4. La décision attaquée fait état de la circonstance que la requérante a fait l'objet d'une mesure de radiation des cadres par un arrêté du 7 février 2019, après que celle-ci n'avait pas manifesté son souhait de renouveler la disponibilité pour convenances personnelles qui lui avait été accordée, et n'était dès lors plus en mesure de solliciter sa réintégration. Elle met ainsi la requérante en mesure d'en comprendre les motifs et est, par suite et en tout état de cause, suffisamment motivée.

5. En troisième lieu, ainsi qu'il a été dit au point précédent, pour refuser la mesure de réintégration sollicitée, l'AP-HP s'est fondée sur le motif que Mme B n'avait plus la qualité de fonctionnaire lui permettant de solliciter sa réintégration dès lors qu'elle avait été radiée des cadres à compter du 1er juillet 2018 par un arrêté du 7 février 2019, dont la légalité n'est pas contestée par la requérante et au demeurant devenu définitif. Dès lors, à supposer que le courrier du 13 avril 2018 par lequel Mme B avait demandé la prolongation de sa mise en disponibilité ait été reçu par l'AP-HP, cette circonstance demeurerait sans incidence sur la légalité de la décision attaquée.

6. En quatrième lieu, aux termes de l'article 37 du décret du 13 octobre 1988 relatif au régime particulier de certaines positions des fonctionnaires hospitaliers, à l'intégration et à certaines modalités de mise à disposition : " Deux mois au moins avant l'expiration de la période de disponibilité en cours, le fonctionnaire doit solliciter soit le renouvellement de sa disponibilité soit sa réintégration. Faute d'une telle demande, l'intéressé est rayé des cadres, à la date d'expiration de la période de disponibilité. () " Aux termes de l'article 24 de la loi 83-634 du 13 juillet 1983 portant droits et obligations des fonctionnaires : " La cessation définitive de fonctions qui entraîne radiation des cadres et perte de la qualité de fonctionnaire résulte : 1° De l'admission à la retraite ; / 2° De la démission régulièrement acceptée ; / 3° Du licenciement ; / 4° De la révocation. / La perte de la nationalité française, la déchéance des droits civiques, l'interdiction par décision de justice d'exercer un emploi public et la non-réintégration à l'issue d'une période de disponibilité produisent les mêmes effets. Toutefois, l'intéressé peut solliciter auprès de l'autorité ayant pouvoir de nomination, qui recueille l'avis de la commission administrative paritaire, sa réintégration à l'issue de la période de privation des droits civiques ou de la période d'interdiction d'exercer un emploi public ou en cas de réintégration dans la nationalité française. "

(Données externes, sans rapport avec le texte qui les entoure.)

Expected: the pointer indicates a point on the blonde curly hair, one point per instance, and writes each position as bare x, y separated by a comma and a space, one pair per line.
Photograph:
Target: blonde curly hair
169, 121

7. D'une part, il résulte de ce qui a été dit au point 5 que Mme B n'avait plus la qualité de fonctionnaire à la date de la décision attaquée et qu'elle ne pouvait dès lors pas solliciter sa réintégration au titre d'une période de disponibilité en cours. D'autre part, la non-réintégration à l'issue d'une période de disponibilité ne figure pas parmi les cas où l'administration peut être saisie d'une demande de réintégration par un agent dont les fonctions avaient définitivement cessé. Par suite, c'est à bon droit que l'AP-HP a rejeté la demande de réintégration présentée par Mme B.

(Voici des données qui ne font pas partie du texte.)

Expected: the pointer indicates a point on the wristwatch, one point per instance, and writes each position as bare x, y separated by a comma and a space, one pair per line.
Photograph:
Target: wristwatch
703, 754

8. Il résulte de tout ce qui précède, sans qu'il soit besoin d'examiner la fin de non-recevoir opposée par l'AP-HP, que la requérante n'est pas fondée à demander l'annulation de la décision du 16 juillet 2021. Par suite, la requête de Mme B doit être rejetée, y compris les conclusions aux fins d'injonction et celles présentées sur le fondement de l'article L. 761-1 du code de justice administrative dont elle est assortie.

D E C I D E :

Article 1er : La requête de Mme A B est rejetée.

Article 2 : Le présent jugement sera notifié à Mme A B et à l'Assistance publique-Hôpitaux de Paris.

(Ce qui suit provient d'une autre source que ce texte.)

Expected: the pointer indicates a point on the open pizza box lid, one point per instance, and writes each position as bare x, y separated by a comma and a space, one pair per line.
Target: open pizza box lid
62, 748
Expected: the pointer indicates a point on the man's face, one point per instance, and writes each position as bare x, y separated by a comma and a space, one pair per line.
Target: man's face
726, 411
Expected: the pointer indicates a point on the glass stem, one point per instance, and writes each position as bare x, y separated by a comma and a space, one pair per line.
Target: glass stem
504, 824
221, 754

Délibéré après l'audience du 9 janvier 2023, à laquelle siégeaient :

M. Sorin, président,

M. Errera, premier conseiller,

M. Huin-Morales, conseiller.

Rendu public par mise à disposition au greffe le 23 janvier 2023.

Le rapporteur,

B. Huin-Morales

Le président,

J. SORINLa greffière,

B. CHAHINE

La République mande et ordonne au ministre de la santé et de la prévention en ce qui le concerne ou à tous commissaires de justice à ce requis en ce qui concerne les voies de droit commun contre les parties privées, de pourvoir à l'exécution de la présente décision.